Monoculture and Diversity Team Pickles Production Owner and proprietor Jim Giles
What is Monoculture • In agriculture, "monoculture" describes the practice of planting crops with the same patterns of growth resulting from genetic similarity. Examples include Wheat fields or Apple orchards or Grape vineyards. These cultivars have uniform growing requirements and habit resulting in greater yields on less land because planting, maintenance (including pest control) and harvesting can be standardized. • This standardization results in less waste and loss from inefficient harvesting and planting. It also is beneficial because a crop can be tailor planted for a location that has special problems - like soil salt or drought or a short growing season.
Diversity • A type of agricultural diversity is called Polyculture. • Polyculture is agriculture using multiple crops in the same space, in imitation of the diversity of natural ecosystems, and avoiding large stands of single crops, or monoculture.
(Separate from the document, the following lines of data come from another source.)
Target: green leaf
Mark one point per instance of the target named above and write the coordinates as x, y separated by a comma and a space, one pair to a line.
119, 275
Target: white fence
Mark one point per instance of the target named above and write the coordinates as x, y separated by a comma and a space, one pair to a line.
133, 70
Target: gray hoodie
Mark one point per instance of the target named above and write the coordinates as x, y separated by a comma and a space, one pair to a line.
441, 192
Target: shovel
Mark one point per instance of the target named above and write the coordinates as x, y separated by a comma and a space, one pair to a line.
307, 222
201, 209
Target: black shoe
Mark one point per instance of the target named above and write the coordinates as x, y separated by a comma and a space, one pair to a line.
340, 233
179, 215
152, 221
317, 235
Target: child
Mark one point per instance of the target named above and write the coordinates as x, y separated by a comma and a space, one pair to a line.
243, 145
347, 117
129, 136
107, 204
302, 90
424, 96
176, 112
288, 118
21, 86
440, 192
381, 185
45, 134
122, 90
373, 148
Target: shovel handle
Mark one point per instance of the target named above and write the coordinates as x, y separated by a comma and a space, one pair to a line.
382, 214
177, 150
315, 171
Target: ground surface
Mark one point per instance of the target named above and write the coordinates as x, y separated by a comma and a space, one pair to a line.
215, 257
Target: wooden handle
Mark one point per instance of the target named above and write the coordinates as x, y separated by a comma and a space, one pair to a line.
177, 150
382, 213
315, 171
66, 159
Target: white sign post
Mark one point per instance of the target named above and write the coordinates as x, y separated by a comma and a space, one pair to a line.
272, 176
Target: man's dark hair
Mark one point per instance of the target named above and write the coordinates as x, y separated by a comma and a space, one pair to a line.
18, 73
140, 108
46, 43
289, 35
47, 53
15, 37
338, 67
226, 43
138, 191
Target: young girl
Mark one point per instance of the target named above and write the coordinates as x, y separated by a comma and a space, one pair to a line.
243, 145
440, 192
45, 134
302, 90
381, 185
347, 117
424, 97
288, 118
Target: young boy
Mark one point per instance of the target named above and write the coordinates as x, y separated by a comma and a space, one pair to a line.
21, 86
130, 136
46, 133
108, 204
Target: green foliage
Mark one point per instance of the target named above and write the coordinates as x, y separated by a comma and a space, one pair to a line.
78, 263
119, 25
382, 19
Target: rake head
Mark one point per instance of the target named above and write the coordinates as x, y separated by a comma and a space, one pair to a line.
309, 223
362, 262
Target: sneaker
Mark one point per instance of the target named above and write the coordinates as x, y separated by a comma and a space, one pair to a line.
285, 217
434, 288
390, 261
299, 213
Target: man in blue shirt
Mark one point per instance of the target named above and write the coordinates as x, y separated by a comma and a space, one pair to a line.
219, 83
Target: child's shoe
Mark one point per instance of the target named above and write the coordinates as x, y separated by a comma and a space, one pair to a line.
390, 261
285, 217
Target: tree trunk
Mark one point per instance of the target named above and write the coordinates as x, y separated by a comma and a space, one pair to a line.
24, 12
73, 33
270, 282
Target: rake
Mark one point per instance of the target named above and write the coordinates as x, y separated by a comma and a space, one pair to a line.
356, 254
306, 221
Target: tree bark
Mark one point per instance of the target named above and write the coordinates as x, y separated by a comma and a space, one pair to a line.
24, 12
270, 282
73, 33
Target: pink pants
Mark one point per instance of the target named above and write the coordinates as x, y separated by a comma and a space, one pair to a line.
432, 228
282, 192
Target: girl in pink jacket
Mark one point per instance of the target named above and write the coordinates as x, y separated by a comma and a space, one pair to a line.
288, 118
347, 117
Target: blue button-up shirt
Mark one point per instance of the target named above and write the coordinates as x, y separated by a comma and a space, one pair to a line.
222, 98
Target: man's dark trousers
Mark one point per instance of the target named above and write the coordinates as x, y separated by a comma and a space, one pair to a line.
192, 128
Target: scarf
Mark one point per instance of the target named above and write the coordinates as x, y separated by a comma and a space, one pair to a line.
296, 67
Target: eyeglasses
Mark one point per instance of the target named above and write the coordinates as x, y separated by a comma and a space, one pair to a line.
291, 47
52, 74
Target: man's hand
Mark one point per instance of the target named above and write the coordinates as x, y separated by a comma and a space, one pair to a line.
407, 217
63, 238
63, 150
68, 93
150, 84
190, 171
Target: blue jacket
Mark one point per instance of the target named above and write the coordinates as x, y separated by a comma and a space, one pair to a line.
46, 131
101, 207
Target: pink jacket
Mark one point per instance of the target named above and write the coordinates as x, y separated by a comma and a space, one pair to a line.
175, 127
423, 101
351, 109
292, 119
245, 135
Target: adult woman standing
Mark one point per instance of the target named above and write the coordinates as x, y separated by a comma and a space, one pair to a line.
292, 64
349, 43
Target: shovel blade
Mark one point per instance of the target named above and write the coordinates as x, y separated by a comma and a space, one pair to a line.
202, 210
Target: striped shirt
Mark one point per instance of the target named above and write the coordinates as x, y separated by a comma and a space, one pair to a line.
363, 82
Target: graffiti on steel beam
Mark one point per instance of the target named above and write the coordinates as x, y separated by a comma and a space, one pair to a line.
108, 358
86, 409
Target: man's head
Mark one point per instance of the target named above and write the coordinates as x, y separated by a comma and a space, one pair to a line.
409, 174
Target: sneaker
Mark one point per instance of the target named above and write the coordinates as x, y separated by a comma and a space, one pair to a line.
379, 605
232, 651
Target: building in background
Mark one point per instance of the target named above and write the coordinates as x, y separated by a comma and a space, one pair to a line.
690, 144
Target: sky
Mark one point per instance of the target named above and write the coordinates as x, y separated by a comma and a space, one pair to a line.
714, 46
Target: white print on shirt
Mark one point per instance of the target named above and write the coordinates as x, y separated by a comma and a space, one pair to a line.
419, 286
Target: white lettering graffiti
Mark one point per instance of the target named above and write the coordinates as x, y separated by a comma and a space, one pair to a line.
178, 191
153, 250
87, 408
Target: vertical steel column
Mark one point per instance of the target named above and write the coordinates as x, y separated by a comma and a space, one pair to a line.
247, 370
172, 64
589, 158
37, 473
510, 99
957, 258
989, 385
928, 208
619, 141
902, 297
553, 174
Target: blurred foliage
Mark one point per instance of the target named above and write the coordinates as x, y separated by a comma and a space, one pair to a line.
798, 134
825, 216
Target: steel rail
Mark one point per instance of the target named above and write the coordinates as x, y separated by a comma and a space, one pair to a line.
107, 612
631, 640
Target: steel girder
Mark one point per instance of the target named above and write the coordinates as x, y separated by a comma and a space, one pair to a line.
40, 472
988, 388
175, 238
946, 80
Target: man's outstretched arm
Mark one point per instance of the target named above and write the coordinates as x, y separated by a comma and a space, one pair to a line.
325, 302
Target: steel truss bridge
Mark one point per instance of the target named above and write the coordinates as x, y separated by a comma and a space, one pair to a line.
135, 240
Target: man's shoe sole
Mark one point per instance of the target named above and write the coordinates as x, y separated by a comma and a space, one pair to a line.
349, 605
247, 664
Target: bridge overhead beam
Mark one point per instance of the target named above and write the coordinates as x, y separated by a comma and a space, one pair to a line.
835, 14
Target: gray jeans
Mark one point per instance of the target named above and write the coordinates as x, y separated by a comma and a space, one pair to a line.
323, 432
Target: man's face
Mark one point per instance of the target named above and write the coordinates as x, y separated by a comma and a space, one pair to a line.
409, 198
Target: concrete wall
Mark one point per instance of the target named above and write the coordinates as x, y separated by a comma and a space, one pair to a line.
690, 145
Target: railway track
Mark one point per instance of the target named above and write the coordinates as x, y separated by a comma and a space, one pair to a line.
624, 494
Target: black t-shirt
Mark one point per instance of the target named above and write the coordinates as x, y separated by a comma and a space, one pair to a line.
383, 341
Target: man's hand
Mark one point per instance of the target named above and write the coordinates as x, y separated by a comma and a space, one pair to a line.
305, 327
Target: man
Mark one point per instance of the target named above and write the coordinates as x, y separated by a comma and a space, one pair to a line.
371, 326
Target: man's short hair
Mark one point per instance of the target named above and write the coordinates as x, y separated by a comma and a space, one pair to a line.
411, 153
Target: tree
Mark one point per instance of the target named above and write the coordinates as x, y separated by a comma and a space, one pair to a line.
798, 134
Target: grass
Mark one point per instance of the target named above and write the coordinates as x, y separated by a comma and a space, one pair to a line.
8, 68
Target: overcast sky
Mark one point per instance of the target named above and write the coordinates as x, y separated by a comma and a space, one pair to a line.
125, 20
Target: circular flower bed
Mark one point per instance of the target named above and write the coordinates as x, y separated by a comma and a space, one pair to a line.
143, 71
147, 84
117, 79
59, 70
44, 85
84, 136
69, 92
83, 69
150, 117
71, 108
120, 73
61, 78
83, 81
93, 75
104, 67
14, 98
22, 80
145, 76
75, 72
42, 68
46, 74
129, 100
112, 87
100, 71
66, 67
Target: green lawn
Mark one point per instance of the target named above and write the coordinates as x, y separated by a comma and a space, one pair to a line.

It includes crop rotation, multi-cropping, intercropping, companion planting, beneficial weeds, and alley cropping. • The diversity of crops avoids the susceptibility of monocultures to disease. • The greater variety of crops provides habitat for more species, increasing local biodiversity. This is one example of Reconciliation Ecology, or accommodating biodiversity within human landscapes. • Polyculture is one of the principles of permaculture.
Advantages of Monoculture • Some of the advantages of monoculture would be that when one of the crops is ready to be harvested then the likelihood is that the other plants would also be ready for harvesting. • Also by having all the same types of plan then you are able to make an estimate what kind of yield you will get overall based on one of the crops
Disadvantages of Monoculture • Some of the disadvantages of monoculture is that if there is one of the plants that is affected by a disease then the likelihood is that the other plants will be affected by this disease.